C’è tanta voglia di fare bene e numericamente il
quadrato domenicale è più o meno lo stesso di sempre, ma più consapevole dei
propri mezzi. C’è una crescita stilistica che lascia ben sperare per il futuro. Partono cori contro l’antagonista Sorrento e l’atmosfera si
riscalda.
Si salta al grido Chi nun zomp
e sorrentì, coro che poi, sullo stesso ritmo, si trasforma in Cervinara siamo noi. Incisivo l’apporto
del tamburo e dei battimani continui.
Bello il classico “Cervinara Cervinara eh” seguito da un lungo “ti amo, ti amo, ti amo te lo diciamo in coro che non sarai mai solo”.
Riprendono fiato gli UAC con il treno islandese, ripetuto tre volte. Inni per i diffidati, a
rispondere, e arriva il nuovo coro, eseguito egregiamente, “le diffide passano solo gli ultras restano”.
Verso la fine della prima frazione di gioco arriva il “Noi vogliamo questa vittoria” che chiude
ufficialmente la spaccatura con la squadra.
La Cervinara che vive con passione l’Audax
ribadisce a chiare lettere: “Son sempre
qui e canterò così perché non morirà finchè non finirà questa vita ultras”.
L’ultimo canto, dopo oltre 45 minuti di tifo, è emblematico:
libertà per gli ultras!
Tra il primo ed il secondo tempo scende in campo la
Tradizione, grazie all’intramontabile gruppo di ballo popolare Cervinarese, che
mette in scena la ‘Ndrezzata.
Allo spettacolo partecipano attivamente alcuni
ragazzi del gruppo e sulle gradinate c’è spazio per i tifosi con mazze e i
costumi tradizionali.
Da sottolineare la bella presenza di ragazze Cervinaresi
in mezzo al settore caldo degli UAC.
Dopo la parentesi folcloristica, gli Ultras si rimboccano le
mani e cercano di spingere l’Audax al meritato pareggio. La rete incassata,
immeritatamente, cambia il volto alla delicata partita.
Lo svantaggio non
scoraggia i ragazzi ed il tifo, dopo un tiepido avvio, prende vigore e riesce a
spingere la squadra.
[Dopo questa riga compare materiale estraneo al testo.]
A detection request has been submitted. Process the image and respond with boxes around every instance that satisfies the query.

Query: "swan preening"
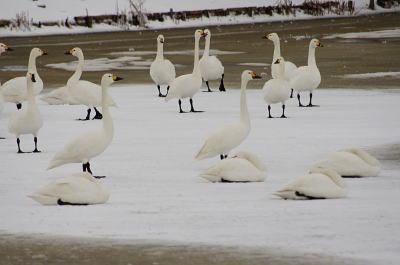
[262,57,290,118]
[8,73,43,153]
[274,168,347,200]
[2,48,47,109]
[28,172,110,205]
[199,29,225,92]
[150,35,176,97]
[199,151,267,182]
[47,74,122,174]
[165,29,204,113]
[290,39,323,107]
[310,148,381,178]
[195,70,261,160]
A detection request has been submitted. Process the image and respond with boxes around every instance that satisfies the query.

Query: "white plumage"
[28,172,110,205]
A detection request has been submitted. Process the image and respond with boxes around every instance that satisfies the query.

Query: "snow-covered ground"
[0,83,400,265]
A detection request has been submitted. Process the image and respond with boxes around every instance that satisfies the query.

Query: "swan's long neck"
[156,41,164,61]
[67,55,84,86]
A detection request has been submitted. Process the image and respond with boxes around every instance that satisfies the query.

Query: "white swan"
[47,74,122,174]
[150,35,176,97]
[263,33,297,97]
[199,29,225,92]
[310,148,381,178]
[165,29,204,113]
[262,57,290,118]
[28,172,110,205]
[65,47,116,120]
[195,70,261,160]
[199,152,267,182]
[2,48,47,109]
[8,73,43,153]
[290,39,324,107]
[274,168,347,200]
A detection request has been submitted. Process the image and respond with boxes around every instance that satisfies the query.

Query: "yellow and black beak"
[112,75,123,81]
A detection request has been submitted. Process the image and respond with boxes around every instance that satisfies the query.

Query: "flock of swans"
[0,29,381,205]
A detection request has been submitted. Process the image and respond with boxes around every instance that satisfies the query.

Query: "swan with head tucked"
[2,48,47,109]
[199,152,267,182]
[165,29,204,113]
[274,168,347,200]
[195,70,261,160]
[290,39,324,107]
[199,29,225,92]
[65,47,116,120]
[8,73,43,153]
[28,172,110,205]
[263,33,297,97]
[262,57,290,118]
[150,35,176,97]
[310,148,381,178]
[47,74,122,174]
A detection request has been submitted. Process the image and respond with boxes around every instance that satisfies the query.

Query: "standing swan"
[274,168,347,200]
[195,70,261,160]
[28,172,110,205]
[263,33,297,98]
[310,148,381,178]
[199,152,267,182]
[199,29,226,92]
[8,73,43,153]
[263,57,290,118]
[290,39,324,107]
[47,74,122,174]
[150,35,176,97]
[2,48,47,109]
[165,29,204,113]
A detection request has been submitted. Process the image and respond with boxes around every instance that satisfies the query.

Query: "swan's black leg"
[219,74,226,92]
[33,136,42,153]
[190,98,203,112]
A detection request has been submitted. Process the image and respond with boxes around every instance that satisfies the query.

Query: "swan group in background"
[199,151,267,182]
[8,73,43,153]
[195,70,261,160]
[263,33,297,97]
[2,48,47,109]
[165,29,205,113]
[274,168,347,200]
[150,35,176,97]
[199,29,225,92]
[262,57,290,118]
[47,74,122,174]
[290,39,323,107]
[28,172,110,205]
[310,148,381,178]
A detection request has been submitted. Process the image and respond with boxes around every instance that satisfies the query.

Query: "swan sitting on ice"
[274,168,347,200]
[263,33,297,98]
[199,29,225,92]
[8,73,43,153]
[199,152,267,182]
[195,70,261,160]
[290,39,324,107]
[150,35,176,97]
[28,172,110,205]
[262,57,290,118]
[310,148,381,178]
[47,74,122,174]
[2,48,47,109]
[165,29,204,113]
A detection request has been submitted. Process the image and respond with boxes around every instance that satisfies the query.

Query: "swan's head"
[242,70,261,80]
[157,34,164,43]
[310,39,324,48]
[65,47,83,57]
[101,74,123,86]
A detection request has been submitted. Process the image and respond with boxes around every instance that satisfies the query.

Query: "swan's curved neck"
[67,55,84,87]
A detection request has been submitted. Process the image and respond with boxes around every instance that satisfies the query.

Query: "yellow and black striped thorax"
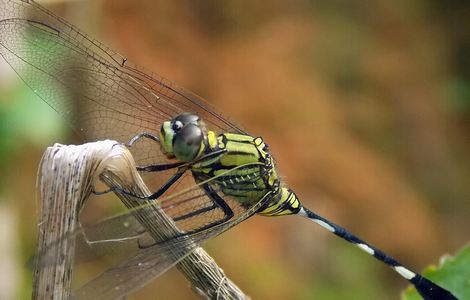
[191,131,300,216]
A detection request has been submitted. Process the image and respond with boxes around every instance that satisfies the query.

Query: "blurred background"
[0,0,470,299]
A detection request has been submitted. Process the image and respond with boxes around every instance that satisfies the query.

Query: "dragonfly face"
[160,113,206,162]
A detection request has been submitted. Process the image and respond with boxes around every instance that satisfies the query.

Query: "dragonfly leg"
[137,162,185,172]
[173,183,234,226]
[126,132,160,147]
[97,169,186,200]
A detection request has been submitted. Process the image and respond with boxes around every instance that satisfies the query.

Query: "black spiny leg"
[137,162,185,172]
[102,169,186,200]
[139,183,234,249]
[174,183,234,233]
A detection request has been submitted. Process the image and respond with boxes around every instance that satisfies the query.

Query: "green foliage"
[402,245,470,300]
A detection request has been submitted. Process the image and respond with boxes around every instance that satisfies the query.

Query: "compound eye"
[171,120,183,132]
[173,124,204,161]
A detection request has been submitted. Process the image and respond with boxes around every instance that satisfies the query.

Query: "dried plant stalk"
[33,140,248,299]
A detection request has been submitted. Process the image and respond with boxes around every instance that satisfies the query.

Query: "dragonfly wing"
[0,0,246,169]
[74,194,270,299]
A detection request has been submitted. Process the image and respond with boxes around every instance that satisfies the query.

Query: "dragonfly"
[0,0,457,300]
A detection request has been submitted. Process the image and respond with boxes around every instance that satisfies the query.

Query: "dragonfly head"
[160,113,206,162]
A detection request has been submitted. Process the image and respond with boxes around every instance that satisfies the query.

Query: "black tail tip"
[410,275,458,300]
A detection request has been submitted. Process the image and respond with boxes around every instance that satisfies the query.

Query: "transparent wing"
[35,163,270,299]
[74,194,269,299]
[0,0,248,169]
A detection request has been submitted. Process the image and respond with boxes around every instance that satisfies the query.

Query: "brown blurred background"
[0,0,470,299]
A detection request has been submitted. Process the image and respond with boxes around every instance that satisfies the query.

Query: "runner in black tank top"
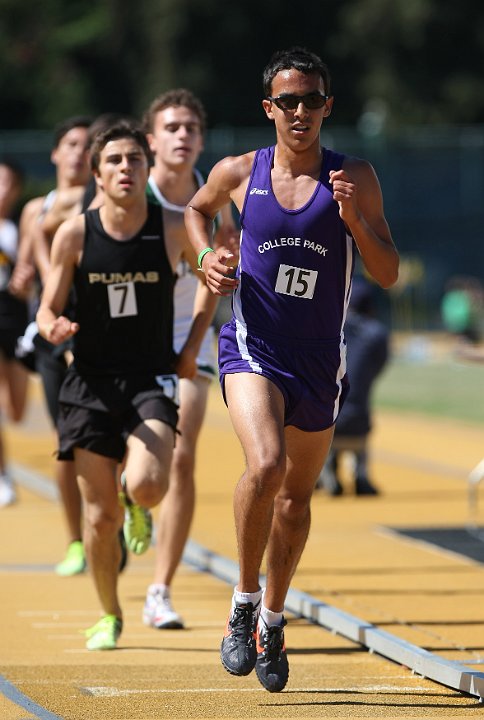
[37,122,214,650]
[74,200,176,375]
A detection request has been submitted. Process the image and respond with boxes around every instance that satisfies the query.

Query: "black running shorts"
[57,366,178,462]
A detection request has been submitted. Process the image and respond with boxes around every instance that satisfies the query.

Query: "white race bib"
[275,265,318,300]
[107,282,138,317]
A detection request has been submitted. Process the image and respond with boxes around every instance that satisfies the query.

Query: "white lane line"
[10,466,484,700]
[79,685,429,697]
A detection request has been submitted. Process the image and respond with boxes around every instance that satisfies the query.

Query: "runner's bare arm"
[36,215,85,345]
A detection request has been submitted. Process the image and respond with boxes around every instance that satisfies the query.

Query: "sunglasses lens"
[275,93,326,110]
[302,93,326,110]
[279,95,300,110]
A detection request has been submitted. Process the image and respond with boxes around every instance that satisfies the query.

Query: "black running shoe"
[255,618,289,692]
[220,601,260,675]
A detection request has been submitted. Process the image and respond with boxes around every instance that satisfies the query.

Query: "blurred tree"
[0,0,484,132]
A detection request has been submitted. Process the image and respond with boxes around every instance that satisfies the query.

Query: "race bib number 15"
[275,265,318,300]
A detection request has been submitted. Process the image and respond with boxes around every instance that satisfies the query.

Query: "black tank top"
[74,200,175,375]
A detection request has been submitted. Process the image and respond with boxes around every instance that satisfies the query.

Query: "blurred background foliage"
[0,0,484,131]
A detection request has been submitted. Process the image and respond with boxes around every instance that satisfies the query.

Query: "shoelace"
[230,603,255,644]
[260,623,285,660]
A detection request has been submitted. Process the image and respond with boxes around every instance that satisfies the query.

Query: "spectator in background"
[317,276,389,495]
[0,160,28,507]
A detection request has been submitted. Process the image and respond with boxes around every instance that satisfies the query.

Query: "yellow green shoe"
[55,540,86,577]
[84,615,123,650]
[119,484,153,555]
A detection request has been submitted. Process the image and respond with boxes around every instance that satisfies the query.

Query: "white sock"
[232,588,262,607]
[259,605,283,627]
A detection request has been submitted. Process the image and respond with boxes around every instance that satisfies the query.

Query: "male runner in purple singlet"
[185,48,399,692]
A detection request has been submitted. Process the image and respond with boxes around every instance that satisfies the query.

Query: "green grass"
[373,358,484,424]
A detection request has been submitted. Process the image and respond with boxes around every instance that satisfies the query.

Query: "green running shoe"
[119,492,153,555]
[84,615,123,650]
[55,540,86,577]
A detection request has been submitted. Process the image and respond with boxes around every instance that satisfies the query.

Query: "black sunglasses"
[267,93,329,110]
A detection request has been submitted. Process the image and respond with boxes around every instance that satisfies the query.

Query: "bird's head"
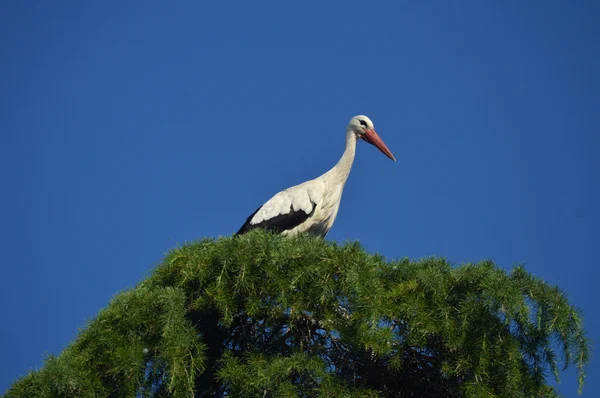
[348,115,396,162]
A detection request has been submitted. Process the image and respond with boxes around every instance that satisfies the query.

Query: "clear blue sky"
[0,0,600,397]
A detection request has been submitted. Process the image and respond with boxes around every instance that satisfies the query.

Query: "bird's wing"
[236,180,325,235]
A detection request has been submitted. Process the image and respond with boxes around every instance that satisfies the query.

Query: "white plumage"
[237,115,396,237]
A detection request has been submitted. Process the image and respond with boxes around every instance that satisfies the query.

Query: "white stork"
[236,115,396,237]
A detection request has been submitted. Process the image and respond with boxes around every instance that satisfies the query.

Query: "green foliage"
[6,231,589,397]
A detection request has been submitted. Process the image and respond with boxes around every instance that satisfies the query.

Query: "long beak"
[362,130,396,162]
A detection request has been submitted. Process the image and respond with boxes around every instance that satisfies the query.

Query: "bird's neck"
[328,130,357,184]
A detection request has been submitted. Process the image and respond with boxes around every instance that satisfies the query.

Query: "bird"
[235,115,396,238]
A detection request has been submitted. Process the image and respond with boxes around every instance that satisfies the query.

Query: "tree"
[6,231,589,397]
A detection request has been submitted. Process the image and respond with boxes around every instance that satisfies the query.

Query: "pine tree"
[6,231,589,397]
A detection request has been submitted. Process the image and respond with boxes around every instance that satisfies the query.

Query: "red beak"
[362,130,396,162]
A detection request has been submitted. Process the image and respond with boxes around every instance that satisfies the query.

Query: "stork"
[236,115,396,237]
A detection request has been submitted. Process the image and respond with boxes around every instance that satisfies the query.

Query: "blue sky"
[0,0,600,397]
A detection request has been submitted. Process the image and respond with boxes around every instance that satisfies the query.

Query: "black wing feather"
[236,202,317,235]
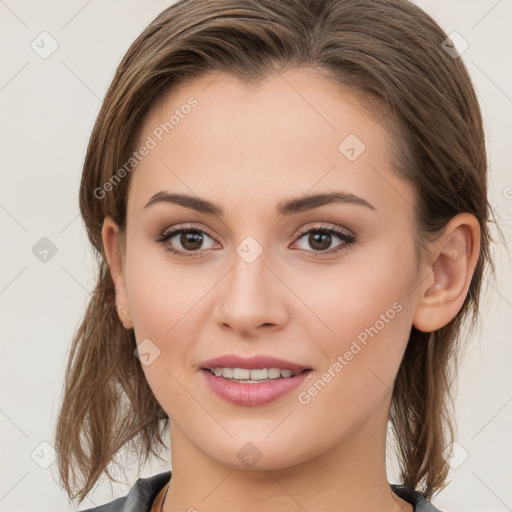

Il pareggio arriva dopo un bombardamento continuo,
soprattutto del neo acquisto Rosario Majella, autore di oltre 200 reti tra serie C1, C2
e D. L’ex attaccante di Casertana, Avellino, Savoia, Campobasso, Turris, Latina,
Angri, Nardò, Isernia, Trapani e Nocerina realizza una rete importantissima,
che cancella il rigore sbagliato e soprattutto una serie incredibile di
occasioni sfumate.
Il sostegno è incessante, anche se c’è un calo nell’intensità.
“Te lo dico il cuore” viene cantato
senza soste e con le bandiere al vento.
I Rebels Ultrà sfoderano le bandierine
del gruppo e i dissidi interni sono un lontano ricordo.
La pausa di riflessione
è servita a tutti, evidentemente.
Durante l’assedio ai salernitani, oggi in casacca bianconera,
c’è spazio per un inno di scuola veronese “Seguo
la squadra del mio cuor, tifo i colori BiancoBlu” che dura abbastanza.
Il
finale è teso, ma il sostegno non si ferma mai.
Finisce il tempo regolamentare e con esso la
speranza di scavalcare direttamente il Faiano, che resiste al terzo posto, preceduto dall’odiato
Sorrento e dalla capolista Ebolitana 1925.
Dopo il triplice fischio si torna a cantare l’inno “dal Trentacinque” che sancisce la pace tra le varie componenti di un ambiente abituato da sempre a Pane & Pallone.
Ora tutti pronti a lottare, con il coltello tra i
denti e i gomiti alti, per raggiungere questa salvezza con largo anticipo.
Voto finale: 8+
Tambureggianti e costanti per 90 minuti e passa.
Voto Canoro: 7,5
Ottimo primo tempo, leggero calo nel secondo, ma tutto
sommato ennesima provAudace.
Striscioni esposti:
ULTRAS AUDAX CERVINARA, DASPO VOLANT ULTRAS MANENT, REBES
ULTRA’ 1993, ZONA AUDAX, CERVINARA PRIMA DI TUTTO.
Curiosità:
Dopo la partita giunge la notizia di un incidente stradale a
Rotondi che ha coinvolto un nostro amico. Tanto spavento e per fortuna nessun
danno al conducente, tifosissimo del Cervo. La MicrAudax, però ci ha lasciato.
Quell’auto
ha macinato chilometri e chilometri al seguito dei BiancoBluAzzurri, soprattutto
all’inizio di questa splendida avventura Cervinarese.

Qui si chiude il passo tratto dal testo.